The state’s planning authority has reportedly knocked back an initial application for State Significant Farmland in the Ballina Shire to be included on a list of potential development sites.
Greens Ballina Shire Councillor Simon Chate told The Echo on Wednesday a member of the Wolllongbar Progress Assocation had forwarded him an email from the NSW Department of Industry and Environment [DPIE] concerning a proposed list of particular Ballina Shire land lots.
The Echo has asked the department to confirm the information in the letter, parts of which Cr Chate read out over the phone but declined to forward.
Ballina Shire Council staff had submitted a requested revised list of proposed Strategic Urban Growth Areas, including two new areas, one of them State Significant Farmland on the Alstonville Plateau.
Surgeon seeks higher ground
Agreement from a majority of Ballina Shire Councillors including the mayor was sustained despite a series of related votes over multiple meetings, including a rescission motion from Cr Chate at October’s ordinary meeting.
Councillors in support of including the farmland next to the Russellton Industrial Estate at Alstonville said flood-impacted businesses elsewhere needed higher ground and younger families needed jobs.
But the story took a turn when a developer representative for a surgeon in Sydney turned up to the October ordinary council meeting spruiking a new private hospital for the land that hadn’t appeared in any formal development application.
Cr Chate said the idea was inherently ‘fake news’ but other councillors expressed support for a private hospital and what Cr Rodney Bruem described as a “Health Campus’.
More details and consultation required for new SUGA
Cr Phillip Meehan said he expected the land’s State Significant Farmland status to be a ‘hurdle’ and Cr Chate’s account of the DPIE letter, if accurate, proves him right.

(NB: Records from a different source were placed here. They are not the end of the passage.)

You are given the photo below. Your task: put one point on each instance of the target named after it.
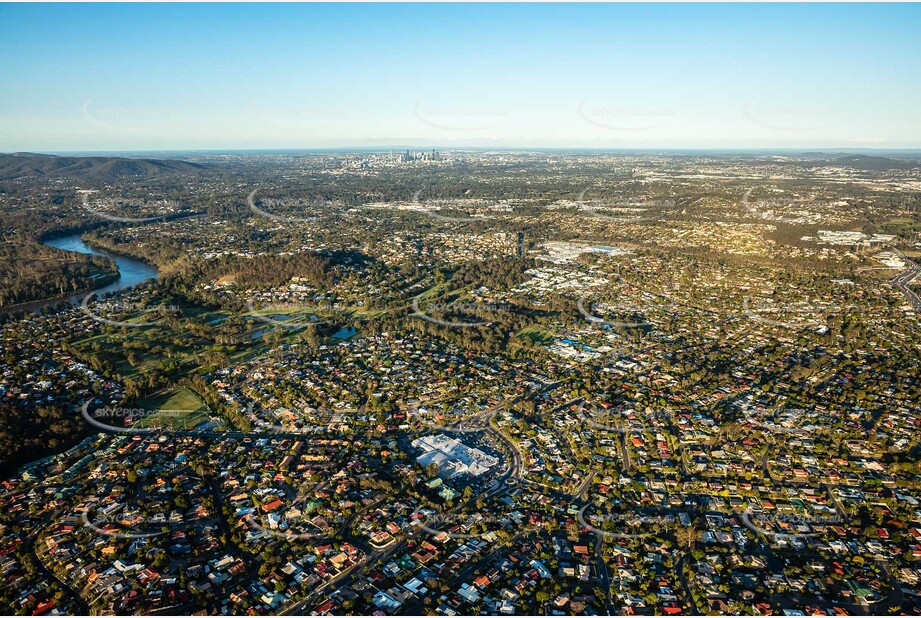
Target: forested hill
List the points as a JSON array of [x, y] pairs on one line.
[[25, 164]]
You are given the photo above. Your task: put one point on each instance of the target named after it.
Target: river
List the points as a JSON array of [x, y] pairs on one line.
[[131, 272]]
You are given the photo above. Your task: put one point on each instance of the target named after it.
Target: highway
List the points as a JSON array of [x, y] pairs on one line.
[[903, 279]]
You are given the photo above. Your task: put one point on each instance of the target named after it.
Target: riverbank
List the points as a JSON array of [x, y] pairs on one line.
[[130, 272]]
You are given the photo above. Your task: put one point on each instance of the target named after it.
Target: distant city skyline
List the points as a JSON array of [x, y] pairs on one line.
[[517, 76]]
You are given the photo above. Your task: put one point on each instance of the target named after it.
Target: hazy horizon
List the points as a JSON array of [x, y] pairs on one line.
[[138, 78]]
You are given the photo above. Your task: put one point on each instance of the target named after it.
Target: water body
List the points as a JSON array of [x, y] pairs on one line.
[[131, 272]]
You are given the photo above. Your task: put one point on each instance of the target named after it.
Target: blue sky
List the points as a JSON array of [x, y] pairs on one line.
[[213, 76]]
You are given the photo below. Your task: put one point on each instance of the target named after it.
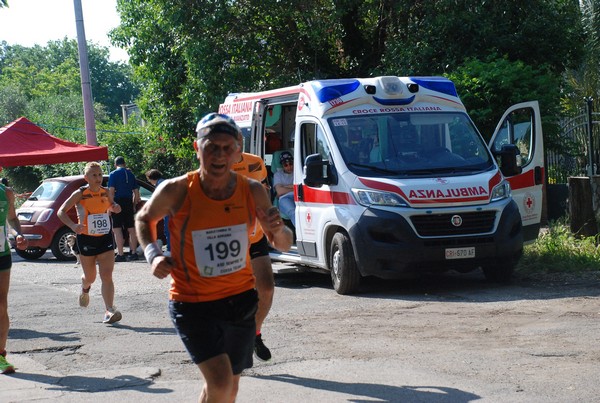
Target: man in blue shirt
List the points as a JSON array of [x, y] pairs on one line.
[[125, 191]]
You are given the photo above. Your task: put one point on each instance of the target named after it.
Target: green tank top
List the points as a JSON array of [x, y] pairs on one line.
[[4, 245]]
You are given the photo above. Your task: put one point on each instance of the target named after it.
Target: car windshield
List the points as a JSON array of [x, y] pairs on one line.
[[408, 144], [48, 191]]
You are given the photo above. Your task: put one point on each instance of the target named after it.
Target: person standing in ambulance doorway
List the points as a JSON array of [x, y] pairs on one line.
[[252, 166], [8, 215], [125, 191], [213, 213], [283, 182]]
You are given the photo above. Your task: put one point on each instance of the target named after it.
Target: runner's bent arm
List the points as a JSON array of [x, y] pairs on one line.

Cr Chate said the DPIE wanted more information and investigation of the impacts of removing the SSF status, including more community consultation.
Cr Chate repeated the reference to community consultation, saying the council hadn’t tried hard enough to engage people in conversations about the potential change.
The Greens councillor suggested stalls at local shopping centres on the plateau and nearby could be more effective at generating community debate, compared to the mainly online process administered by council staff.
‘The department has approved all of the SUGAs that the Ballina Council has requested, except for the two additional ones, which is the SUGA number 28, the Alstonville one and sugar number 12, which is a Lennox Head one as well,’ Cr Chate said.
Cr Chate quoted the letter as saying ‘a range of issues including flooding’, and ‘important farmland’ had to be addressed before the Alstonville site could be considered as a SUGA.
The department was wanting a detailed assessment of agricultural capacity, and the impact of any changes on surrounding lands, Cr Chate said.
‘So we’re talking about the State’s Significant Farmland, it’s important,’ Cr Chate said,’to ensure that any proposed rezoning and development is consistent with relevant state and regional planning provisions’.
Cr Chate described the letter as ‘a great resource for the community’ but when asked for a copy, said the department had advised the recipinent to pass on its contact details instead.
*Friday 11 November update: a spokesperson for the Department of Planning and Environment has belatedly responded to requests for clarification by saying, ‘We recently approved Council’s adopted Strategic Urban Growth Area Review, with the exception of two proposed additional areas that need further investigation to address a range of issues, including flooding and important farmland.
‘The updated Review was approved on 4 November 2022. The two areas requiring further work are in Alstonville and Lennox Head.’